The court also considered whether a statement qualified as an excited utterance when it was made at least one hour and forty-five minutes after witnessing a murder.  The court concluded that a four-year-old's out of court statement was admissible as an excited utterance because it was made without "the impetus of reflection."  The evidence showed that the four-year-old witnessed a murder, was driven from Washington, DC to Baltimore in silence by the appellant, the alleged murderer, and made the out of court statement to the first person he trusted.  Under these circumstances, the court held that the statement qualified as an excited utterance.  

COURT REJECTS "CONTEXTUAL IMPLICATION" DOCTRINE

Matthews v. United States, No. 08-CF-1467.  Decided February 24, 2011.

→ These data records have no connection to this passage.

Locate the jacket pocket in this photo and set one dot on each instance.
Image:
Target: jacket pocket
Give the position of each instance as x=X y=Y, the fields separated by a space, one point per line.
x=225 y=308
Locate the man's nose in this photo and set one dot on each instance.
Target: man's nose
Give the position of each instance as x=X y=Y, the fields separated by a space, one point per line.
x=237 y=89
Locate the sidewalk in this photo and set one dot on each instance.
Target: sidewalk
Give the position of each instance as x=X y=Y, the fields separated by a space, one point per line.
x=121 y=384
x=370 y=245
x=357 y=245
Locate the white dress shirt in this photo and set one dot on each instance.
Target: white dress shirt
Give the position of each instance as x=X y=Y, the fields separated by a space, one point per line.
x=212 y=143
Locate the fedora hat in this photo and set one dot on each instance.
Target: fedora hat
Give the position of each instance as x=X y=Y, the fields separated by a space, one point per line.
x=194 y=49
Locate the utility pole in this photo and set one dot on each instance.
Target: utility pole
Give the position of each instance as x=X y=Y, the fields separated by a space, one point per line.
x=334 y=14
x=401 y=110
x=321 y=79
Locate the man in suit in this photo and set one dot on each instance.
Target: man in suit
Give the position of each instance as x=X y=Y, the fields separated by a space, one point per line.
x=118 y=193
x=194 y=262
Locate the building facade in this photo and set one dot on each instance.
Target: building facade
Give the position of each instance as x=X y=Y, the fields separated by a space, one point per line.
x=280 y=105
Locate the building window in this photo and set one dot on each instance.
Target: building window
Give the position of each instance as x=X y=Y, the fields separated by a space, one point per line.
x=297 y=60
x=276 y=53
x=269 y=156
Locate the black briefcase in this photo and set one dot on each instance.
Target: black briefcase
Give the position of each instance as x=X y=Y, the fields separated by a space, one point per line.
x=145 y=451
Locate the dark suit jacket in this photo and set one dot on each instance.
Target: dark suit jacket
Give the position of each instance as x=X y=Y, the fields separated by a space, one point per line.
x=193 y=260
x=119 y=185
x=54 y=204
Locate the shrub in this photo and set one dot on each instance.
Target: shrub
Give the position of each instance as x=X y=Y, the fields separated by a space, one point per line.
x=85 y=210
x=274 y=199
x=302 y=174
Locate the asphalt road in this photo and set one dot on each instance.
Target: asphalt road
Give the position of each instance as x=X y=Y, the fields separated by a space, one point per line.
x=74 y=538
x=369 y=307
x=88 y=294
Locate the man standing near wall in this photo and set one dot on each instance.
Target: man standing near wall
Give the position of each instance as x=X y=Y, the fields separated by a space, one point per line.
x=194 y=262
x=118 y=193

A co-defendant's out of court statement was admissible against a co-defendant because it did not implicate the latter.  The District of Columbia Court of Appeals cited Richardson v. United States, 481 U.S. 200 (1987), and "rejected the 'contextual implication' doctrine" in response to the appellant's contention that the out of court statement implied his guilt.  The statement did not include the appellant's name nor was any reference made.  Therefore, the court held that the statement was properly admitted.

Wednesday, April 13, 2011

STRUCTURAL ERROR IS NOT AUTOMATIC PLAIN ERROR

Barrows v. United States, No. 08-CM-740.  Decided February 24, 2011.


In a case of first impression to decide whether structural error will "invariably" meet the fourth prong of the plain error test, i.e., a decision that "seriously affect[ed] the fairness, integrity or public reputation . . . of judicial proceedings," the District of Columbia Court of Appeals reviewed the trial court's erroneous decision to close a courtroom during voir dire.  The court found that the trial court's brief closure of the courtroom was not plain error and rejected the appeal.  

DEFENSE CANNOT RELY ON PROSECUTOR OPENING STATEMENT

Evans v. United States,  No. 07-CF-1036.  Decided January 20, 2011.


The District of Columbia Court Appeals distinguished a prosecutor's opening statement from pre-trial statements because the latter has a greater impact on defense strategy and stressed that opening statements are only a "roadmap."  In this case, the defense argued that the prosecutor's opening statement regarding the defendant's false exculpatory statement induced the defense to promise the jury in its opening that it would present specific exculpatory evidence.  However, the court found no "substantial prejudice" and the defense was not "entitled to rely" on a prosecutor's opening statement as a basis to promise evidence during the defense presentation of evidence.

Wednesday, March 23, 2011

HELLER DECISION APPLIED RETROACTIVELY TO GUILTY PLEA


Magnus v. United States, Nos. 09-CO-1312 & 10-CO-245.  Decided January 6, 2011.
The District of Columbia Court of Appeals recently applied the Heller decision, finding D.C. handgun ban in a private home violates the Second Amendment, retroactively to a guilty plea because the plea was not made intelligently.  The Court held that a guilty plea is invalid when a “subsequent court ruling” makes the charged offense “constitutionally protected.”   

Monday, March 21, 2011

FAILURE TO DISCLOSE METRO BUS VIDEO NOT A DISCOVERY VIOLATION


Myers v. United States, No. 08-CM-1560.  Decided February 24, 2011

The District of Columbia Court of Appeals recently affirmed a conviction despite the government’s failure to disclose a video taken on a Metro bus showing an alleged assault.  The Court decided that the Washington Metropolitan Transit Authority was not part of the “prosecution” team although they possessed a video of an alleged assault aboard a Metro bus and that WMATA acted in a proprietary manner.  The video taping was not a governmental function; therefore, the Court found no discovery violation.